Fill in the Rest: St. Benedict said, “Idleness is the enemy of the soul; and therefore, the brethren ought to be employed in manual labor at certain times, at others, in devout reading.” Satan works in idleness, so protect yourself by planning both your work and your recreation!
- When will you accomplish your top three goals for the week?
- Don’t leave things to chance! Plan things like Bible study preparation, holy leisure, rest, calling friends, etc. Put it all in the calendar!
Repeat and Review: Take advantage of this time to hone your planning skills. Get better each week. Planning is a skill which will benefit you during your entire professional life!

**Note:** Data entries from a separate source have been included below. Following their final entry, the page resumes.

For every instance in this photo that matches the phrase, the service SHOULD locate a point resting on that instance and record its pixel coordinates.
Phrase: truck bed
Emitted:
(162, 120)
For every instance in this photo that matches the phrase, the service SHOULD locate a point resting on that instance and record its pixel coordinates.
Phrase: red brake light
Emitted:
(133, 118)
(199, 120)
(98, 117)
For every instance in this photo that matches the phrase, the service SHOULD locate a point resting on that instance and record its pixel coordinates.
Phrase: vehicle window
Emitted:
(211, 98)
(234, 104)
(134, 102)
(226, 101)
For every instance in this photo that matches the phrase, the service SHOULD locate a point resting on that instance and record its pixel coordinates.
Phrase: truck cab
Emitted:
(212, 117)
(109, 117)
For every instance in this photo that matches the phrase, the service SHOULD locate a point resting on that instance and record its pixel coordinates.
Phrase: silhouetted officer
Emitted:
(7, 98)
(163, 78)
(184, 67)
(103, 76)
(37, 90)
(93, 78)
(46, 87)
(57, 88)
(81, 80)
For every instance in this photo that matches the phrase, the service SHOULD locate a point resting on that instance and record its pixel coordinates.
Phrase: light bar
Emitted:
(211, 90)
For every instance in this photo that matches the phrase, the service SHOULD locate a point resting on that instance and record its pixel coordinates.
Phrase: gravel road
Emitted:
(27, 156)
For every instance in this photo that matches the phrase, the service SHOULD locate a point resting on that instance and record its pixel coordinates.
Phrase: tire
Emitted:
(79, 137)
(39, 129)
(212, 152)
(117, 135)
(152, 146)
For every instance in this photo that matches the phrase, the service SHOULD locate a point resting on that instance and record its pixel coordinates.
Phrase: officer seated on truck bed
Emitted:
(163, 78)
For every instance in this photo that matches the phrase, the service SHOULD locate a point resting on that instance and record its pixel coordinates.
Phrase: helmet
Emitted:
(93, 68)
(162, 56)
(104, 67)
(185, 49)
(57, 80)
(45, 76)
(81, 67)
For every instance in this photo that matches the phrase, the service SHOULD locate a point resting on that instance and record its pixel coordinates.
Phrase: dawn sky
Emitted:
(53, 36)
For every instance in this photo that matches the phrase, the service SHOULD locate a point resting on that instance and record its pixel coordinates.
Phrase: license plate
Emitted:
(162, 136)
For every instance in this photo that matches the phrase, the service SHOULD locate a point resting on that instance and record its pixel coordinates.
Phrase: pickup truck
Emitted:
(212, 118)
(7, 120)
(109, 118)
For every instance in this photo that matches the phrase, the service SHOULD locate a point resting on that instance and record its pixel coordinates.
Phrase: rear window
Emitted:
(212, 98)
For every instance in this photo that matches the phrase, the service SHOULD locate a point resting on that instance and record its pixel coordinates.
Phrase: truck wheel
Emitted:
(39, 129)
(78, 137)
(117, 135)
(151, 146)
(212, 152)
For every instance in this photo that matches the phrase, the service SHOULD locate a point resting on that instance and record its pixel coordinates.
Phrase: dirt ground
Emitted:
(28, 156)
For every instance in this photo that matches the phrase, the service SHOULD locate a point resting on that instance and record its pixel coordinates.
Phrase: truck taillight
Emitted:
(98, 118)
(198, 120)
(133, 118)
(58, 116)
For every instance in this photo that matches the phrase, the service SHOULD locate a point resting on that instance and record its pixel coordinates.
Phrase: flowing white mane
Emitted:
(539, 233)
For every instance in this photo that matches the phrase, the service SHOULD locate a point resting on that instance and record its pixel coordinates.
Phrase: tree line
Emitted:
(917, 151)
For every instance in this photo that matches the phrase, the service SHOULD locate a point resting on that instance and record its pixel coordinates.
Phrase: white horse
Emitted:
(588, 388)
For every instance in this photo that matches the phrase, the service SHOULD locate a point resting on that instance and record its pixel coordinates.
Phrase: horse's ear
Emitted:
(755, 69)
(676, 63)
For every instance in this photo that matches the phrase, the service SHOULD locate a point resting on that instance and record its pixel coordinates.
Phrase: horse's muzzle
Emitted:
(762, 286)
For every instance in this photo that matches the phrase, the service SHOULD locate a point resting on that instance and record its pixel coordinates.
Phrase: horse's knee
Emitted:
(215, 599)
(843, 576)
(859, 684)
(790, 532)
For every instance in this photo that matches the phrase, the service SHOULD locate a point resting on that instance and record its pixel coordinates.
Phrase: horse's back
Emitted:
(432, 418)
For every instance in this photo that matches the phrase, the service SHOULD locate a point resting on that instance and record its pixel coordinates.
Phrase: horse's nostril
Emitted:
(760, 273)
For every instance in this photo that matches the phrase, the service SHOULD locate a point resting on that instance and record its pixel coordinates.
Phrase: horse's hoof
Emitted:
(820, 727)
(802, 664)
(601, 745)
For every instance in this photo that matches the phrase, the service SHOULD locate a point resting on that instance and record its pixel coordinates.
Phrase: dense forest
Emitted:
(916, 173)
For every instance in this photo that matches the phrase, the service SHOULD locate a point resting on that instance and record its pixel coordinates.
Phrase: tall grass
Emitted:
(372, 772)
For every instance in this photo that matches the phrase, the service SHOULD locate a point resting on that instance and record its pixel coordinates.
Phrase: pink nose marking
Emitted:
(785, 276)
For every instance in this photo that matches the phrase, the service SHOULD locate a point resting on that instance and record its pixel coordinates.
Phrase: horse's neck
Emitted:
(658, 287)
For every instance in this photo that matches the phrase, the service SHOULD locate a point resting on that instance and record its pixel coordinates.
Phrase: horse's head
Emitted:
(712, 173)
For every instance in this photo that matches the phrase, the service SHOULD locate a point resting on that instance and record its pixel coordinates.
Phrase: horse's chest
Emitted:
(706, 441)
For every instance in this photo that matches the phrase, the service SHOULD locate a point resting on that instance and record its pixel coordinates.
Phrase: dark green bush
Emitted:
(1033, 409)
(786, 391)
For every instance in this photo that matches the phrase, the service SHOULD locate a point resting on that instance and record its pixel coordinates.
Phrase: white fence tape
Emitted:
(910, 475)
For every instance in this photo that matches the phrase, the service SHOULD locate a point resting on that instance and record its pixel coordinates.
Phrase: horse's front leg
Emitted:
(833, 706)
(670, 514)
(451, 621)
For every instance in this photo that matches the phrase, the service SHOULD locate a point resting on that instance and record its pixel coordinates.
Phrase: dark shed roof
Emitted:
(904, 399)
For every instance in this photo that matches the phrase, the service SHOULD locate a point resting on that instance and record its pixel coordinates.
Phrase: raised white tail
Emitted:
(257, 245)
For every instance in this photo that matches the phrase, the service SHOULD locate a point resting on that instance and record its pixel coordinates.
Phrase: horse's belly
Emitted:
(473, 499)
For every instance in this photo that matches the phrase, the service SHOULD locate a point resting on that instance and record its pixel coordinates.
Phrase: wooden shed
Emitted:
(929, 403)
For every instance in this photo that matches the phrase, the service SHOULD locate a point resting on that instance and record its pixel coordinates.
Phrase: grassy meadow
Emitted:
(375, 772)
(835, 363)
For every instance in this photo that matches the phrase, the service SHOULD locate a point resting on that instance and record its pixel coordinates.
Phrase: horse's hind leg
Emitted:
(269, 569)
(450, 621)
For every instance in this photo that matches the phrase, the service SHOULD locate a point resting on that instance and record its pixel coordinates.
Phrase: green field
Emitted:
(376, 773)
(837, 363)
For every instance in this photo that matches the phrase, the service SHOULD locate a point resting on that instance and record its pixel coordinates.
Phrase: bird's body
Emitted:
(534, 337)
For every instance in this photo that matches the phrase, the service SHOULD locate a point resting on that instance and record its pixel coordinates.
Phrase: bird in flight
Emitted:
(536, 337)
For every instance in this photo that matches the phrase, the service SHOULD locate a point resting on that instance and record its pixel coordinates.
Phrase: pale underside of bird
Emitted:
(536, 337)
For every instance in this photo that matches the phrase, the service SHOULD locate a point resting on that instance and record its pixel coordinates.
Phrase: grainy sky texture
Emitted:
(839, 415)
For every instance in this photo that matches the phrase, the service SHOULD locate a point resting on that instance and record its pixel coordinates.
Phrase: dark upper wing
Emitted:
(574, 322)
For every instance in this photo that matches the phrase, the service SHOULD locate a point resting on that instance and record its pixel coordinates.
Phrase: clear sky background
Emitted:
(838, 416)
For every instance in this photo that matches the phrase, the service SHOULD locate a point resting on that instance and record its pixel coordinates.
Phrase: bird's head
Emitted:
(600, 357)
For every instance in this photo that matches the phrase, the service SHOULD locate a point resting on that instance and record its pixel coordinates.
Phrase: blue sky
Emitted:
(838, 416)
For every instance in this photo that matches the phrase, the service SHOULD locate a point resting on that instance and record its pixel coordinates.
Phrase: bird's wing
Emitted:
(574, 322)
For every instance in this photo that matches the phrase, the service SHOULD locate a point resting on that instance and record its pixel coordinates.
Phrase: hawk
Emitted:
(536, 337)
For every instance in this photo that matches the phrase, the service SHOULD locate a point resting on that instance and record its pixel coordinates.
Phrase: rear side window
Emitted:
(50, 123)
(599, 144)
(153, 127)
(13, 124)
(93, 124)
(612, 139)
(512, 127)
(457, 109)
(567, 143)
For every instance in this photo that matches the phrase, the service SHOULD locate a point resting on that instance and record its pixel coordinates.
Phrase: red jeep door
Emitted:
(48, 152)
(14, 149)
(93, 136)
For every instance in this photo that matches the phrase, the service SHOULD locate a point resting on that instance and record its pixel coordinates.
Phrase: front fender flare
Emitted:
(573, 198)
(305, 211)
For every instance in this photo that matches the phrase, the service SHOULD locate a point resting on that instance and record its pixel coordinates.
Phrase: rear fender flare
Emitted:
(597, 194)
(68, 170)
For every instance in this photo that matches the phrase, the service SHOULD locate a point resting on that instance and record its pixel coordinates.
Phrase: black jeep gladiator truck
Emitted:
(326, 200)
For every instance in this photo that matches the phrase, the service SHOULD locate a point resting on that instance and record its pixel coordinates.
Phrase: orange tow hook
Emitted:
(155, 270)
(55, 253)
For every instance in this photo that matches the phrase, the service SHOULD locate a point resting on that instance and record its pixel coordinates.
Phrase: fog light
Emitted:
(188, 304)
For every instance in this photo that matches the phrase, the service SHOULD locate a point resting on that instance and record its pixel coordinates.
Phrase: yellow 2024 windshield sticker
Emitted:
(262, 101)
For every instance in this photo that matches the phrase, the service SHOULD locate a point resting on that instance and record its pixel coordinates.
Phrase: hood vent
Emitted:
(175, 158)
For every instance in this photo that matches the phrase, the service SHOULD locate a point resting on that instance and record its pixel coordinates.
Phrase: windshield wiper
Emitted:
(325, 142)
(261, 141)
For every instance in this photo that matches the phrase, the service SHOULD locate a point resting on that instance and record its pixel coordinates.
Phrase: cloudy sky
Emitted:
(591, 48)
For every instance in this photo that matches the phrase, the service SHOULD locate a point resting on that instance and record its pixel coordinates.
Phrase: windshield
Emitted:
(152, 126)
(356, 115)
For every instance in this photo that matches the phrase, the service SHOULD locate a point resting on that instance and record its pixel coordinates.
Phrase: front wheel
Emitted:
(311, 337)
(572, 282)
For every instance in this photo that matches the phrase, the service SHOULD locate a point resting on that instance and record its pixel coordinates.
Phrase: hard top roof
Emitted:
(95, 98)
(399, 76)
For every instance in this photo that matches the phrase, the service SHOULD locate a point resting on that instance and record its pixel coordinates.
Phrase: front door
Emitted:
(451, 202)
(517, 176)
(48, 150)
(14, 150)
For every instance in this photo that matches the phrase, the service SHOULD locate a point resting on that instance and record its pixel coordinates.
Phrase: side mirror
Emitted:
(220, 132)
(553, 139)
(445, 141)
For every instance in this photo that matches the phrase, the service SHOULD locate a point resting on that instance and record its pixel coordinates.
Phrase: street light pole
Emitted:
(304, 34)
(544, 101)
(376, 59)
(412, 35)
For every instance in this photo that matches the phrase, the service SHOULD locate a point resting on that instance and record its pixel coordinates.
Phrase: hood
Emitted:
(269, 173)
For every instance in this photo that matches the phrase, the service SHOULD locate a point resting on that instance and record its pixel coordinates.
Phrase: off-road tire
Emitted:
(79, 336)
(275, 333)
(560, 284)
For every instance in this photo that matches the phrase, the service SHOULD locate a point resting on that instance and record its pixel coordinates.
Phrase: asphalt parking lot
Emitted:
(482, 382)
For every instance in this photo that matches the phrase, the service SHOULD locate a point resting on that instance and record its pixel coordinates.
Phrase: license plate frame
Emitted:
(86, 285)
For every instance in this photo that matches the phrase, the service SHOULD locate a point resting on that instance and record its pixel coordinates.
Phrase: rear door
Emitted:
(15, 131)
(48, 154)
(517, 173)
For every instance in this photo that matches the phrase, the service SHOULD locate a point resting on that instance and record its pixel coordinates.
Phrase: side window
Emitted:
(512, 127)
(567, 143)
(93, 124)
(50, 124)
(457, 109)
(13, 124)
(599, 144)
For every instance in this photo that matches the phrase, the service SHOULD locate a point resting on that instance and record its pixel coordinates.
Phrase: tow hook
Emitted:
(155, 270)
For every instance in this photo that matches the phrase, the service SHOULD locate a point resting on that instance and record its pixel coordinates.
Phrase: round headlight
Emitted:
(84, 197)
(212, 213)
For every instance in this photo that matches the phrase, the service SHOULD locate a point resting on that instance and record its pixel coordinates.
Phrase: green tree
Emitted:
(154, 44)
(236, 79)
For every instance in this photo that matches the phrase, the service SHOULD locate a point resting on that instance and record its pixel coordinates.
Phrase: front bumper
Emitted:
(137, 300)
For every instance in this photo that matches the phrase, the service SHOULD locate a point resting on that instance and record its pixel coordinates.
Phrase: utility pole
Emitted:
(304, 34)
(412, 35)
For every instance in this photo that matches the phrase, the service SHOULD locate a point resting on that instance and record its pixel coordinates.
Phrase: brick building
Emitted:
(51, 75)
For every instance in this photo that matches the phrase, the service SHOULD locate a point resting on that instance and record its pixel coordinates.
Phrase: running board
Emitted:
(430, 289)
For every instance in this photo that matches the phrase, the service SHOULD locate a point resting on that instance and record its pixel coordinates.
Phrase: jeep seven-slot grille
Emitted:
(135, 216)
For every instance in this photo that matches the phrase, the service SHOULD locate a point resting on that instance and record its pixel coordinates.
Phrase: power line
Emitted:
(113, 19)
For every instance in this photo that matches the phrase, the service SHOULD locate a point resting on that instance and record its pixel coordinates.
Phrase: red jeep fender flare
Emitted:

- Review your weekly plan.
- Did you accomplish your top three goals?
- How well did you stick to your routines (morning, bedtime, ideal week)?
- What do you want to change for next week?
Planning is utterly critical for success during quarantine. Intentionality is key. Whether you take these steps to heart or ignore them, I encourage you to be intentional during this time.
As a parting exhortation, I was consoled that St. Joseph’s Feast Day fell in the midst of the rising hysteria. St. Joseph is “Guardian of the Mystery” — that is, the mystery of the Incarnation who lived in his home. Joseph guarded his family with a deep silence. His quiet strength and hard-working disposition were the silent soil in which the Divine Word took root.
Let’s be like St. Joseph. Let’s contrast the world’s hysteria with our peace, making our own homes places of calm, confident contemplation. Given the current hysteria and quarantines, I suspect there has never been a time presenting greater need and opportunity for silence. Let’s encounter the mystery under our roofs.